2019/ September— A Year in Java, ACM Singapore.
An installation of curtains of povertquilts that made a room within a room. By day the public is invited to sew buttons in memories of their loved ones. By evening, the public participation to sew a single long sarong become part of a group performance to atone for the wrongs of Raffles in Colonial Java.
Museum public audience were asked to hand sew one or more buttons in remembrance of their deceased ancestors. This took place on the north panel of Povertyquilts entitled A Year in Java to commemorate my grandfather's year in Java, Povertyquilts refer to the stylistic panel of denim cloths savaged from sweatshops in Yogyakarta and rejoined into larger fabric that looks like topography of rice fields and water. The name is also picked to remember the year of hardship my grandmother has to endure in 1948 when my grandfather was stranded in Palembang.
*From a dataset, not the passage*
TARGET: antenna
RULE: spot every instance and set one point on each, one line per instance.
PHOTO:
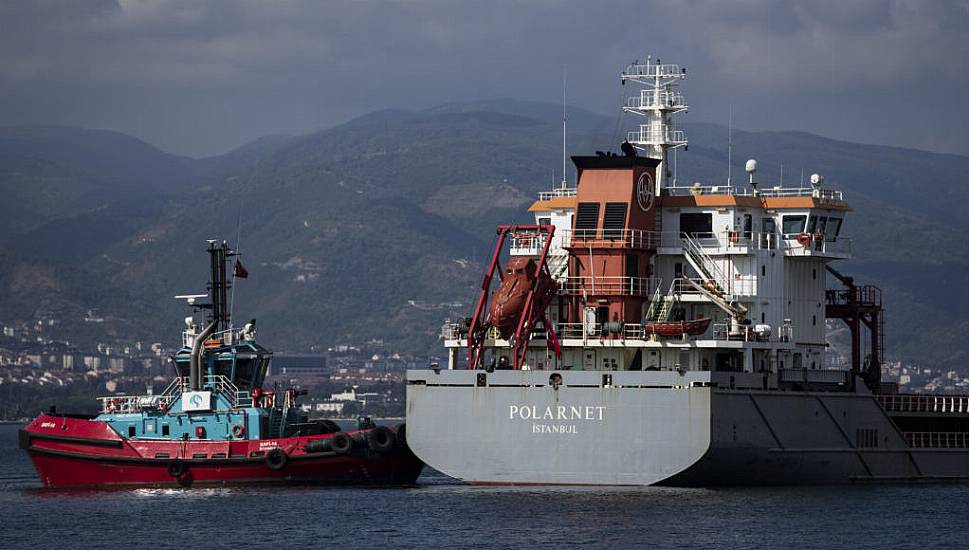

On the south facing panel of povertyquilts entitled Parangkusuma, my Javanese assistants dressed in court clothing were embroidering a mapping of Raffles' invasion of the palace of Yogyakarta from memory. This particular povertyquilt is also layout to reflect actual topography of Java, the Gunung Merapi, the mandala of the palace ground and the Queen of the South Sea.
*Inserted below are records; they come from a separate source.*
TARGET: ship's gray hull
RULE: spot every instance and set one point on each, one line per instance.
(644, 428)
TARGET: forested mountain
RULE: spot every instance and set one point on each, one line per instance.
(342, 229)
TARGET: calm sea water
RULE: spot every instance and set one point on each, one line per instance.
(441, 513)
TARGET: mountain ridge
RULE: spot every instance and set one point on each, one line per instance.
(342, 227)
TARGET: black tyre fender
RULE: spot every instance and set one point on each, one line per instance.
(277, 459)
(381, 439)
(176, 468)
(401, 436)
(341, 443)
A 12 m long sarong made of cut up squares of traditional Javanese weave is pieced together every evening by public participants which eventuate into a group performance of a rite in memory of the loot by Raffles of East India Company at the fall of Yogyakarta court.. With Erson Padapiran leading with a trumpet and singing the Babad of the Inglis.
the center piece is an eternal light object fabricated from composite of Javanese rice pots and kettles with text in Javanese (taken from Raffles' tome of book, History of Java) that becomes an epitaph for Raffles in Java. This object of a domesticated monument is one of a series of various proportion named the Kettle Call Pots Black.